Picture a band. There’s a guitarist, of course. A drummer and a bassist. Maybe a second guitarist. Oh, and a singer. At least four, maybe five musicians, crammed on a stage, loud and rocking out. Yeah, that’s a band.
But what if you took away everything but two of those people?
What you’d have left is what Craig Woods refers as “the duo.” It’s the term he uses for the two-piece bands he and his bandmate Peter Helmis have been championing for a decade, by way of the annual Two Piece Fest.
The groundbreaking Philly event — which takes over the basement of the First Unitarian Church in Rittenhouse on Saturday with 22 bands across two stages ($10 tickets here) — was one of the first of its kind. Many in the festival scene credit it with starting a something of a global movement. Cities like Chicago, San Francisco and Miami have all hosted Two Piece Fests. Outside the U.S., there’s one coming up in Australia (Woods and Helmis were invited), and just last week organizers in Spain hosted the third edition of what they call the Two Shots Fest. Promoters in Wellington, New Zealand, modeled their Two Piece Fest on the original after reaching out to the Philly guys for tips.
“Oh, and someone in Kabul asked our permission to do a Two Piece Fest there,” Woods added, noting he wasn’t sure if it ever actually came to fruition.
The draw, according to Woods, comes from the “creative energy” that happens when two people collaborate to create music. “The live setup of a duo is the most interesting type of band you can see.”
Back in 2008, when the first Two Piece Fest was coming together, this was far from obvious. Woods and Helmis had trouble even finding 22 different duos to participate. But once they did, and put on the show at Circle of Hope in South Philly, the reaction was overwhelmingly positive (even though the show was silenced for a few hours due to a neighbor’s noise complaint).
“It was a great response,” Helmis said. He recalled guests and band members standing in line to pose on a tandem bicycle (get it? a two-seater?) that they had set up for pics. “After [the first show], we said, ‘Let’s definitely do that again!’”
Some of the bands that participate became couplets by default, after other members dropped off, but many started with the idea of keeping things at two and two alone.
Take the “no wave” noise band Ursula, whose members recently moved here from Boston. Per guitarist and singer Caity, “We never wanted anybody else to be in our band.” Drummer Sonam agreed. “When we started, I couldn’t imagine being in a band with anybody but Caity,” she said. “We can read each other’s minds.

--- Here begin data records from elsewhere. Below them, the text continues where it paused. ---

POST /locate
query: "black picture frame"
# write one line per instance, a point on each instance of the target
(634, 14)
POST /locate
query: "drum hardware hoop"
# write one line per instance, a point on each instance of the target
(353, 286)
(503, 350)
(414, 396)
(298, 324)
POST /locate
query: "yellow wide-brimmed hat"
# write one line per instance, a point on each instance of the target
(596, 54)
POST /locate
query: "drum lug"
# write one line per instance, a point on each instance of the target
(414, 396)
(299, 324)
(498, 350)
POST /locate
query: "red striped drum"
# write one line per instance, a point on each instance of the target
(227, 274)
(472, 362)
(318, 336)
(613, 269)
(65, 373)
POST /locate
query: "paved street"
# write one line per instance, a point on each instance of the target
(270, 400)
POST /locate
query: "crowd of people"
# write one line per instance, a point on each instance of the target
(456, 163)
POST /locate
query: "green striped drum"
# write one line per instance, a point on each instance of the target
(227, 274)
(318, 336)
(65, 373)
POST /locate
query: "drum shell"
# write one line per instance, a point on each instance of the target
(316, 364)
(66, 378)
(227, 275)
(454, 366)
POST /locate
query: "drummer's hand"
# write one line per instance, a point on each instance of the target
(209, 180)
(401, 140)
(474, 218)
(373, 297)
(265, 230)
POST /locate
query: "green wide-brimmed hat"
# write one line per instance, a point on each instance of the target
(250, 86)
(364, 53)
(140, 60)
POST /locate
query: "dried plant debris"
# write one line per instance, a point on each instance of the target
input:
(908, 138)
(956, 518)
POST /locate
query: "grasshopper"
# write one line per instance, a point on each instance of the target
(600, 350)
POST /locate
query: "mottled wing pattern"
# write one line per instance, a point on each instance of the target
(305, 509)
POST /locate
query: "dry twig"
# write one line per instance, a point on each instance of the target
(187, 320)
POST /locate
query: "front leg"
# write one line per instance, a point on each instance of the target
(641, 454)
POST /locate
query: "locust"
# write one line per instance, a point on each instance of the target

It’s special and it’s unspoken between us that it’s always just gonna be us two.”
Philly queer punk band HIRS, which has played at the festival for nine years, has at times expanded to include a whole range of artists and musicians. But for founding member JP, the duo is the key: “Who really needs that third wheel?”
Like many of the groups at the fest, Ursula’s music is loud, brash, and in your face. The band sounds like it might have a third or even fourth member even though it doesn’t, something Woods suggested is born out of a “level of creativity and intimacy” between the two musicians. Trying to sound larger is one tactic a duo can take, or it can go for a minimal, stripped down approach. When that happens, “the music comes across like an exposed view into their creative juices,” said Woods.
No matter which angle a duo is going for, at the heart, neither of the members should be overpowering the other, Helmis said.
The Afterglows, who will close out Two Piece Fest X on Saturday, exemplify that mantra. A collaboration between Michael Cantor of The Goodbye Party and Sam Cook-Parrott from Radiator Hospital, it is one of the most traditional duos at the festival — two guitarists playing together and harmonizing vocals. Think Everly Brothers, Simon & Garfunkel or Jonathan Richman and Tommy Larkins. Cantor and Cook-Parrott also cite Seattle-based grindcore legends Iron Lung, who played Two Piece Fest Midwest in 2014.
The lineup for Two Piece Fest is purposely eclectic, covering all genres of music.
“We want it to be available for anyone to play but we [also] curate it to keep it super diverse,” Helmis said. The event is a very grassroots operation — Helmis screenprints all the posters by hand — but booking groups has become a lot easier in the age of Bandcamp and Facebook. What used to be the difficult process of finding 22 two-person bands to participate has now turned into the even harder one of going through close to 150 applications and figuring out what makes for a perfect lineup.
Still, the founders are as excited as ever about “the duo” and their festival that celebrates it.
“We keep going with this thing every year because it is so damn fun to both plan and attend,” said Woods.
“The energy is perfect,” added Helmis. “Everybody is happy to be there, and the bands are so awesome. It never gets boring. I wish more shows were like that.”